Ketra label boss Mark Morris has taken the er, *bold* step of making his first LP a 33-track affair that lasts three-and-a-half hours. (That's not an album; that's an afternoon). It's a journey worth embarking on if you get the time - not least for the variety on show, ranging from the riveting "Methodist" to should-be chillout classic "Because I Love U", which deserves to be shoulder-charging Guetta et al out of the charts - but we would have been quite content, especially after recent Sick Weird Rough single "Manipulose", for him to have distilled "Complicated Connection" into a somewhat more digestible form.
In this company, SWR honcho Sven Wittekind's "Voodoo" set seems a mere trifle, a trinket, spreading its 14 tracks over 'only' 100 minutes: again, we could have done with three or four of the tunes being excised, but there's no doubt (despite the "high concept" apparently behind the LP, and the terrible sleeve art) that he remains serenely on top of his game, with closing nugget "To Be Continued" hinting at exciting things to come, perhaps acknowledging that he's now perfected his hypnotic minimal techno barrage, and presaging a change of direction.

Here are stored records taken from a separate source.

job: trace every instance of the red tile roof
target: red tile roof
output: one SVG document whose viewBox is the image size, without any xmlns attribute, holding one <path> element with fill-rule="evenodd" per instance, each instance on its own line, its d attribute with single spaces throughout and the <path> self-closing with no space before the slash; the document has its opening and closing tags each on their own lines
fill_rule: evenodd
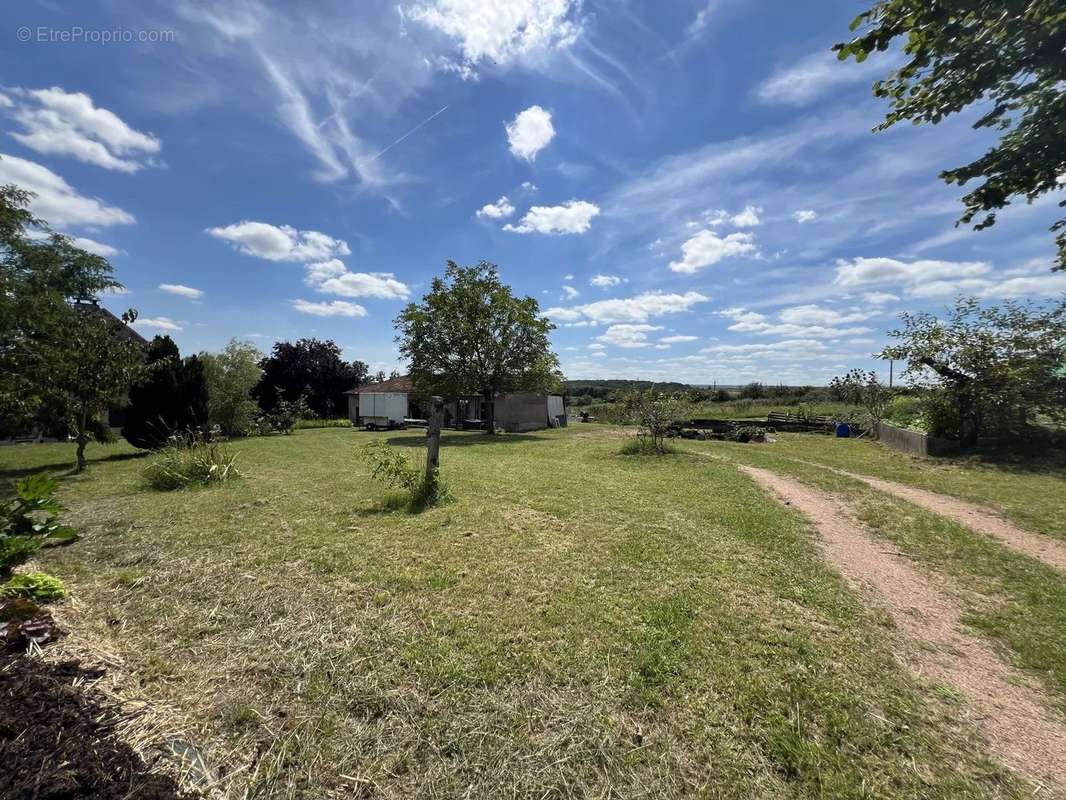
<svg viewBox="0 0 1066 800">
<path fill-rule="evenodd" d="M 345 394 L 359 394 L 360 392 L 407 392 L 411 393 L 415 390 L 415 385 L 411 380 L 410 375 L 401 375 L 398 378 L 389 378 L 387 381 L 381 383 L 364 383 L 362 386 L 356 386 L 354 389 L 349 389 Z"/>
</svg>

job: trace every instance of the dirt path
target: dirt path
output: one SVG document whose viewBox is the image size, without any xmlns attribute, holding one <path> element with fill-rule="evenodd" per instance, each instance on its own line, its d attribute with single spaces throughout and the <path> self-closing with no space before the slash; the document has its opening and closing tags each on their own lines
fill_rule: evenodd
<svg viewBox="0 0 1066 800">
<path fill-rule="evenodd" d="M 955 520 L 955 522 L 964 525 L 970 530 L 998 539 L 1016 552 L 1043 561 L 1050 567 L 1066 572 L 1066 544 L 1048 536 L 1042 536 L 1039 533 L 1022 530 L 979 505 L 959 500 L 957 497 L 931 492 L 928 489 L 919 489 L 915 486 L 886 481 L 883 478 L 873 478 L 869 475 L 859 475 L 855 472 L 836 469 L 813 461 L 795 460 L 808 466 L 829 470 L 838 475 L 862 481 L 879 492 L 893 495 L 901 500 L 906 500 L 908 503 L 913 503 L 916 506 L 932 511 L 934 514 Z"/>
<path fill-rule="evenodd" d="M 828 560 L 847 580 L 891 614 L 915 640 L 901 656 L 923 678 L 956 687 L 992 751 L 1009 767 L 1066 790 L 1066 720 L 1042 702 L 1039 690 L 1004 663 L 982 639 L 965 632 L 962 610 L 905 559 L 868 534 L 835 498 L 767 470 L 741 466 L 759 485 L 815 525 Z"/>
</svg>

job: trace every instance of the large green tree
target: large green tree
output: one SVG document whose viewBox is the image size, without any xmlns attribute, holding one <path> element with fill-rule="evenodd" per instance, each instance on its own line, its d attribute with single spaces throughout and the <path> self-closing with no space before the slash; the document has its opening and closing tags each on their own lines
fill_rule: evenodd
<svg viewBox="0 0 1066 800">
<path fill-rule="evenodd" d="M 151 369 L 130 389 L 122 435 L 134 447 L 154 450 L 176 433 L 207 426 L 207 379 L 204 362 L 183 360 L 169 336 L 152 339 L 146 361 Z"/>
<path fill-rule="evenodd" d="M 496 395 L 555 388 L 562 380 L 548 336 L 555 328 L 532 297 L 515 297 L 495 264 L 448 262 L 421 303 L 396 318 L 400 354 L 420 391 L 455 397 L 478 394 L 495 432 Z"/>
<path fill-rule="evenodd" d="M 960 299 L 946 319 L 903 314 L 882 358 L 931 385 L 942 410 L 938 433 L 964 445 L 982 433 L 1019 432 L 1035 413 L 1066 421 L 1066 301 L 981 307 Z"/>
<path fill-rule="evenodd" d="M 40 380 L 44 393 L 58 398 L 70 415 L 78 445 L 75 469 L 81 472 L 91 428 L 142 377 L 144 346 L 126 331 L 137 318 L 132 309 L 121 320 L 95 302 L 74 303 L 71 310 L 63 336 L 42 344 L 47 371 Z"/>
<path fill-rule="evenodd" d="M 83 456 L 100 397 L 125 391 L 108 380 L 133 374 L 126 360 L 136 354 L 121 335 L 123 323 L 93 302 L 119 286 L 111 265 L 34 218 L 31 199 L 15 186 L 0 186 L 0 432 L 69 429 Z M 95 311 L 87 313 L 90 306 Z M 105 331 L 119 339 L 93 341 Z M 88 375 L 97 357 L 99 375 Z"/>
<path fill-rule="evenodd" d="M 231 339 L 221 353 L 201 353 L 207 377 L 208 418 L 224 436 L 245 436 L 255 426 L 259 404 L 252 391 L 263 375 L 263 354 L 250 342 Z"/>
<path fill-rule="evenodd" d="M 979 104 L 975 128 L 1003 131 L 999 142 L 965 166 L 940 173 L 960 186 L 960 224 L 981 230 L 1015 197 L 1033 201 L 1062 188 L 1066 175 L 1066 6 L 1062 0 L 881 0 L 851 24 L 860 30 L 834 47 L 863 61 L 903 37 L 906 63 L 874 84 L 891 102 L 878 126 L 907 120 L 938 123 Z M 1066 206 L 1066 200 L 1059 203 Z M 1066 269 L 1066 219 L 1058 232 L 1056 269 Z"/>
<path fill-rule="evenodd" d="M 325 419 L 345 413 L 344 393 L 367 375 L 366 364 L 345 361 L 336 342 L 320 339 L 278 342 L 259 366 L 263 377 L 254 394 L 264 411 L 303 397 L 311 411 Z"/>
</svg>

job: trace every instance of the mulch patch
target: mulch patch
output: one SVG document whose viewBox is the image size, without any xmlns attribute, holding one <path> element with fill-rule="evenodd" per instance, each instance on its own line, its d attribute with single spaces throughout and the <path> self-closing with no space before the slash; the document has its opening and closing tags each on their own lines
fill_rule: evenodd
<svg viewBox="0 0 1066 800">
<path fill-rule="evenodd" d="M 0 797 L 192 799 L 118 736 L 122 710 L 92 686 L 103 673 L 0 656 Z"/>
</svg>

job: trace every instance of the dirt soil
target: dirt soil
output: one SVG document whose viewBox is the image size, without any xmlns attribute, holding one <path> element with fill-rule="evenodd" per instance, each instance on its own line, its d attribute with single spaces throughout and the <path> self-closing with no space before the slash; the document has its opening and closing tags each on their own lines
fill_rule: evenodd
<svg viewBox="0 0 1066 800">
<path fill-rule="evenodd" d="M 102 669 L 0 660 L 0 797 L 187 800 L 116 734 L 122 712 L 92 684 Z"/>
<path fill-rule="evenodd" d="M 952 597 L 889 552 L 834 497 L 767 470 L 740 469 L 814 523 L 828 560 L 911 640 L 900 654 L 905 665 L 923 680 L 956 688 L 973 712 L 971 722 L 1004 764 L 1066 792 L 1066 720 L 988 642 L 963 630 Z"/>
</svg>

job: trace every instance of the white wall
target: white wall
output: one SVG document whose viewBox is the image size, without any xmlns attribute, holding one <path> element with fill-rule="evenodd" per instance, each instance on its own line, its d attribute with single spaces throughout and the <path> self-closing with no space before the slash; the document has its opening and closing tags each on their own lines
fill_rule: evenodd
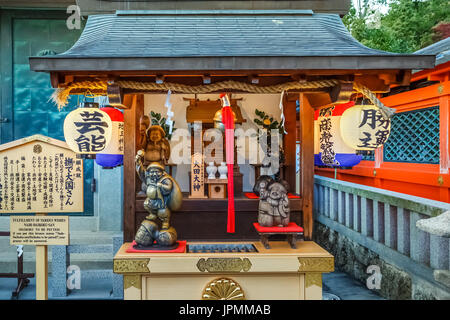
<svg viewBox="0 0 450 320">
<path fill-rule="evenodd" d="M 146 94 L 144 99 L 144 113 L 150 116 L 150 111 L 153 111 L 161 113 L 165 117 L 167 112 L 167 108 L 164 107 L 166 97 L 166 94 Z M 172 110 L 175 114 L 173 119 L 175 121 L 175 127 L 187 129 L 186 108 L 189 105 L 189 101 L 184 101 L 183 98 L 193 99 L 194 95 L 172 94 L 170 102 L 172 103 Z M 200 100 L 217 100 L 219 99 L 219 94 L 200 94 L 197 95 L 197 98 Z M 254 128 L 257 130 L 258 126 L 253 122 L 253 119 L 256 117 L 255 109 L 262 110 L 280 121 L 280 94 L 233 94 L 232 98 L 242 98 L 242 100 L 238 101 L 238 105 L 241 108 L 243 118 L 247 120 L 242 125 L 237 125 L 236 128 L 241 127 L 243 130 Z M 246 154 L 245 158 L 248 159 L 248 157 L 249 155 Z M 244 174 L 244 191 L 251 191 L 255 182 L 254 169 L 249 164 L 240 165 L 239 167 L 240 172 Z M 174 170 L 174 178 L 177 180 L 183 192 L 189 191 L 189 170 L 190 165 L 179 165 Z"/>
</svg>

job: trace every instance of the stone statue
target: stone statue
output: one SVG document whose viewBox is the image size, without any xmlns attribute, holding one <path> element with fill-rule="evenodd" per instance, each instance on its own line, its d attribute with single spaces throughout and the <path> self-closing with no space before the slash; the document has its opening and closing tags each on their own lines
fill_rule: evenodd
<svg viewBox="0 0 450 320">
<path fill-rule="evenodd" d="M 181 206 L 183 195 L 175 179 L 164 171 L 164 166 L 152 162 L 145 166 L 145 155 L 138 152 L 136 171 L 143 178 L 146 199 L 144 208 L 149 215 L 141 223 L 135 241 L 138 247 L 152 246 L 154 241 L 162 247 L 173 246 L 177 232 L 170 225 L 171 212 Z M 161 225 L 161 227 L 160 227 Z"/>
<path fill-rule="evenodd" d="M 260 176 L 253 188 L 259 195 L 258 223 L 263 227 L 286 227 L 290 209 L 286 181 L 277 182 L 271 177 Z"/>
</svg>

Finally, if perhaps you're yearning for more subtlety, then we'd counsel giving Ross Alexander's début album a listen: calling it "Rhapsody Of Discontent" might sound like it's a paean to disillusionment, a fevered "state of the nation" pitch, but this record doesn't lack for positive energy or atmosphere at all, the Scotsman steering an assured path between reflective song fragments and invigorating dancefloor-huggers.A little like a techno equivalent of Kryptic Minds' "One Of Us", this is as cerebral as visceral, an album that tugs emotions and thought-lines far more than some think instrumental electronic music has any right to.